I imagined it welling up inside his body like a bruise-colored summer thunderhead, the kind of storm that smells of dust long before it ever smells of rain. “I try not to attend to it,” he ’d say.īut this current sickness was greedy for his attention. So whenever he had a headache or a wound, he endeavored to overcome his pain mentally. If his life was aesthetically beautiful, woodsy, and romantic, it was seldom comfortable. He cut his own wood, fixed his own cars, brewed his own beer, and butchered his own game.
#JERRY SPRING BEER RAINY DAZE MANUAL#
He did his work by hand, preferring the manual to the automatic. Comfort rarely guided his decisions, anyway. If he was in pain, his face didn’t betray it. The only clue that something was amiss was the tiny aberration in his daily uniform-his collared shirt wasn’t tucked into his Levis. It was large enough, the story goes, that a kid once ran over it with a bicycle when Jerry was lying on his side on the school playground, inspecting a bug.Īs he walked across the porch, Jerry didn’t stoop or wince. His nose protruded from his face like a beak. He wore glasses and a bristly white moustache. At seventy-three years old, he was neither tall nor short, and his body was sinewy from a lifetime of walking and work. Jerry lived here for two-thirds of his life. When a hospice doctor visited, he stepped out of his car, swept his gaze over the house, the mossy rock gardens, and the corkscrew hazel out front, and said: “It looks like a hobbit lives here.” Whoever comes down here, whether a deliveryman or-once-the poet Allen Ginsberg, knows they are seeing something rare and beautiful, the fruits of an autonomous life.

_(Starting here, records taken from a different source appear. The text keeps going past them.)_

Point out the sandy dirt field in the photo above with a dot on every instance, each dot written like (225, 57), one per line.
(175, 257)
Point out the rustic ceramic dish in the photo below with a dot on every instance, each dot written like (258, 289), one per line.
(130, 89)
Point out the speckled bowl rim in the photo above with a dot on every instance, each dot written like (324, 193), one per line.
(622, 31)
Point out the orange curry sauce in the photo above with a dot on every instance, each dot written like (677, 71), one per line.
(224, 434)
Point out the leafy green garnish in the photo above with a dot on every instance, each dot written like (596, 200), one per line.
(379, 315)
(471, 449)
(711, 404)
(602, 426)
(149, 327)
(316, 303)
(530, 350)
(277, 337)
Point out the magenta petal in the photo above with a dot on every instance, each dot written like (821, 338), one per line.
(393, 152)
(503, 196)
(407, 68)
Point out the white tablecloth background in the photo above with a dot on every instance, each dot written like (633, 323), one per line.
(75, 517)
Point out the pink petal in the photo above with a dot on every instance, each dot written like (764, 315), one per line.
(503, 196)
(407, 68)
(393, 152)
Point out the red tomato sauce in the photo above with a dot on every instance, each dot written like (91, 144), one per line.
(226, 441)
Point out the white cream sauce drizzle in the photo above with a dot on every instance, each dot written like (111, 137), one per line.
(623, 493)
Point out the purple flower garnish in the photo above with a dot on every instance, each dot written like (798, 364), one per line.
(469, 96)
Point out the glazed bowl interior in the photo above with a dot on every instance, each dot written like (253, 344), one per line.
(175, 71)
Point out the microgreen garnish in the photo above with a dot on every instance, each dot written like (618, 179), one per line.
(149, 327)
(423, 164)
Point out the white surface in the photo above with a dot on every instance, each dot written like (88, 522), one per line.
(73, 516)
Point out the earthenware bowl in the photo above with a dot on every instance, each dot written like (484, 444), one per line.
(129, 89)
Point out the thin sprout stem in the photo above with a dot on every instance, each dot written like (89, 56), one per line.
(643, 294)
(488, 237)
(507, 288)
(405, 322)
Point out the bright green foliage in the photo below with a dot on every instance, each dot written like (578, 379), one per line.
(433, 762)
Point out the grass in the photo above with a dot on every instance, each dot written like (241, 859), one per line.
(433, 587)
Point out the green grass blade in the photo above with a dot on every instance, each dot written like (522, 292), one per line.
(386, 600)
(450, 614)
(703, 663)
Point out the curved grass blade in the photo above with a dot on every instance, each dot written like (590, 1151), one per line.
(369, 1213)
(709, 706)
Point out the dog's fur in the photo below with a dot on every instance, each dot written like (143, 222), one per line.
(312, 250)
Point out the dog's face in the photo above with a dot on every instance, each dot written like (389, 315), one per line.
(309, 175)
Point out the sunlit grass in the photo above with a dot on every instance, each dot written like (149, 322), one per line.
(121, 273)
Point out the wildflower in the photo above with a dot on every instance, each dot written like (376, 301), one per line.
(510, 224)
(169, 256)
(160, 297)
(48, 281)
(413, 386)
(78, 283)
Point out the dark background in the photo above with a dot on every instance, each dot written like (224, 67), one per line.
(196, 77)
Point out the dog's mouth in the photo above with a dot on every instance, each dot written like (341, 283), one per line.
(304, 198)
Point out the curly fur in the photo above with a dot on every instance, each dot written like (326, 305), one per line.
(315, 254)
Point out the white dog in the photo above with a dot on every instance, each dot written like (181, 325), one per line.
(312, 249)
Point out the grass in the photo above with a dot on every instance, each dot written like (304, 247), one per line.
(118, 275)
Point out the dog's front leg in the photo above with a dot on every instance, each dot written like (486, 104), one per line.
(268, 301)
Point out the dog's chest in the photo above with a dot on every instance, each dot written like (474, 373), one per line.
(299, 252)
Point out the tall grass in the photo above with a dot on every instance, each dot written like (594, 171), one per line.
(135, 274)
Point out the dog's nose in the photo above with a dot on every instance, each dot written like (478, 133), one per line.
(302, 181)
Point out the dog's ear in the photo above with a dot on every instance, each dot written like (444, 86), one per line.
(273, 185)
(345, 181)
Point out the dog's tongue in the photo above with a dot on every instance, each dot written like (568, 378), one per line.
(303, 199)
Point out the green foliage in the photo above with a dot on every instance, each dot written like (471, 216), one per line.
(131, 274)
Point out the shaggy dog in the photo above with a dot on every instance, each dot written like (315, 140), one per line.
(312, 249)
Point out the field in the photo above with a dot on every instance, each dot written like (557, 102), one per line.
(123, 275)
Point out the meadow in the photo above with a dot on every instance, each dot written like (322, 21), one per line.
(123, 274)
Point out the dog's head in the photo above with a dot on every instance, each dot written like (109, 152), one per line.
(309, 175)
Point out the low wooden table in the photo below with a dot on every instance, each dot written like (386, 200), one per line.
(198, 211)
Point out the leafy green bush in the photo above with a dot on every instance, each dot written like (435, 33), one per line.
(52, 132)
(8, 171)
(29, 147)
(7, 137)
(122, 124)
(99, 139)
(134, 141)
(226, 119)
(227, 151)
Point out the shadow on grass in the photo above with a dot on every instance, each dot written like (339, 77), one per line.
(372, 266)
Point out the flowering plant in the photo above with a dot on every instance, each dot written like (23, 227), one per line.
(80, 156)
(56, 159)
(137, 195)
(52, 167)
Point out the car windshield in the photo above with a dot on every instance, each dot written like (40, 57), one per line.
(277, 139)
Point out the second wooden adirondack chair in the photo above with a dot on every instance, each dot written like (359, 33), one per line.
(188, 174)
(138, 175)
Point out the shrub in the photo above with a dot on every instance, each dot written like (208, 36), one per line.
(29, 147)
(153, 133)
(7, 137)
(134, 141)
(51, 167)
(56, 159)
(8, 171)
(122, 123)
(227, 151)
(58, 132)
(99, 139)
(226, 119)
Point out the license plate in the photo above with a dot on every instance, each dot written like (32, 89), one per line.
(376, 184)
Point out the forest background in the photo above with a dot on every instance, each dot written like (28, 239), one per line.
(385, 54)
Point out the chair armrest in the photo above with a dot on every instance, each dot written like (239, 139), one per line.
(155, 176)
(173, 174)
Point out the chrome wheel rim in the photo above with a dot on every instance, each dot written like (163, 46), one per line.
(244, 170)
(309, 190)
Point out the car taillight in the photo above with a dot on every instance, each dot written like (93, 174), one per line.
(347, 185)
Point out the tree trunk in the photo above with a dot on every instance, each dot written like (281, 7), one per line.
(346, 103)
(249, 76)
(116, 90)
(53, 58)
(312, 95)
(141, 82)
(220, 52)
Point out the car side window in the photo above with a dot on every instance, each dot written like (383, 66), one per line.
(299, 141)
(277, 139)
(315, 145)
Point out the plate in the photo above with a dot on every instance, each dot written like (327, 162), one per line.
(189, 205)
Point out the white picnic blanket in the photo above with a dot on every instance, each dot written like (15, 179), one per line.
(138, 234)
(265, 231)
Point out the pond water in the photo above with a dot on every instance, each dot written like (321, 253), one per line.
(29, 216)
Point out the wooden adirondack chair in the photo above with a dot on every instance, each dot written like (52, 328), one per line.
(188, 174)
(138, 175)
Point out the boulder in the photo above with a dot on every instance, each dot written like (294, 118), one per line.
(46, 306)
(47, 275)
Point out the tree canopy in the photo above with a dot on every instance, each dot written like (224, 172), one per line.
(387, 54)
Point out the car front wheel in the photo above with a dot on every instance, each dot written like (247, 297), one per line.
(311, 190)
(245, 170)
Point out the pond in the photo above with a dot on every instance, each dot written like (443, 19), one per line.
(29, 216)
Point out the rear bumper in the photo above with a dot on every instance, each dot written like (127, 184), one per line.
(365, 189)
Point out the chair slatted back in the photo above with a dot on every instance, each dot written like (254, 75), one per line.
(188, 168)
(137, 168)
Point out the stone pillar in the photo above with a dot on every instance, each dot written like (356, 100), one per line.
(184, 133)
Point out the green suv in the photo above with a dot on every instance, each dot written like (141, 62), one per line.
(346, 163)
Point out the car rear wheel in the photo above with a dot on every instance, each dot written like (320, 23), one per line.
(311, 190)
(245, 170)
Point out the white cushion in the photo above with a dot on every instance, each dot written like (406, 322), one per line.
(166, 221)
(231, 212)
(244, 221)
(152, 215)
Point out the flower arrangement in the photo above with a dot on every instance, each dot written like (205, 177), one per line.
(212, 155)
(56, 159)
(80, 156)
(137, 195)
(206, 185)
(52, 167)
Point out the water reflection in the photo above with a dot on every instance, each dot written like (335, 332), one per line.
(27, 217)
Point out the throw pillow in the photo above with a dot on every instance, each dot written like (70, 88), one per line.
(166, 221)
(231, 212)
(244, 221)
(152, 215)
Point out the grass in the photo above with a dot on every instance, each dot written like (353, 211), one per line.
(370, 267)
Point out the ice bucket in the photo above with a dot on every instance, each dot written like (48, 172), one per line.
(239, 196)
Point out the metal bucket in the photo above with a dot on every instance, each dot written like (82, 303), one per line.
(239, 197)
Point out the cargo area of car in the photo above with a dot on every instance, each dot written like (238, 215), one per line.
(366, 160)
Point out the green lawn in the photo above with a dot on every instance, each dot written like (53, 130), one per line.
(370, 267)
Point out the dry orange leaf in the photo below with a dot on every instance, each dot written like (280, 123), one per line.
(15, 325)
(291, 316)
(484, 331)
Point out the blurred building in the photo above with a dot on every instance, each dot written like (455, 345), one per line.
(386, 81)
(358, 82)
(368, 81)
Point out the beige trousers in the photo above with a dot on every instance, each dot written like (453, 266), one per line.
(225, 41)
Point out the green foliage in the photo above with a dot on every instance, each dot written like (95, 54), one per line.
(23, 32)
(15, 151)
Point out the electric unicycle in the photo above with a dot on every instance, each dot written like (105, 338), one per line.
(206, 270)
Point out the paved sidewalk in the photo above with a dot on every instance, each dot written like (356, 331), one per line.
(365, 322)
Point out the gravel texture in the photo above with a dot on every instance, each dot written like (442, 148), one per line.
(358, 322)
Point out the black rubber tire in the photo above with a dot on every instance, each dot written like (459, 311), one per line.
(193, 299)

The gutters are trimmed with gray, lichened wood. The cabin’s roof is shingled with hand-split cedar shakes, which are dusted with pine needles. Like a nest, it is built of the materials that surround it. His closest neighbors were the swaying ponderosas, junipers, and cottonwoods of the river-bottom forest. By the end of the summer, it became a home in this sylvan oasis. Using skills he learned from carpentry books and an eighth-grade shop class, he framed the windows, wired the outlets, plumbed the pipes, and built the cabinets. Jerry numbered the logs, loaded them onto a truck, and reassembled them here along the Jocko River with his first wife, Libby. He paid three hundred dollars for it and gathered some friends to help take it apart. In 1973 he found it for sale at the foot of the Mission Mountains just north of here. The cabin was older than he was, but solid. He elbowed open the front door and slowly crossed the porch. Steroids had swollen his face, rounding the usual angles of his jaw. Jerry McGahan was not well when he stepped out of his Montana cabin on a gusty mid-September afternoon in 2016. I began to see, however dimly, that one of my ambitions, perhaps my governing ambition, was to belong fully to this place, to belong as the thrushes and the herons and the muskrats belonged, to be altogether at home here.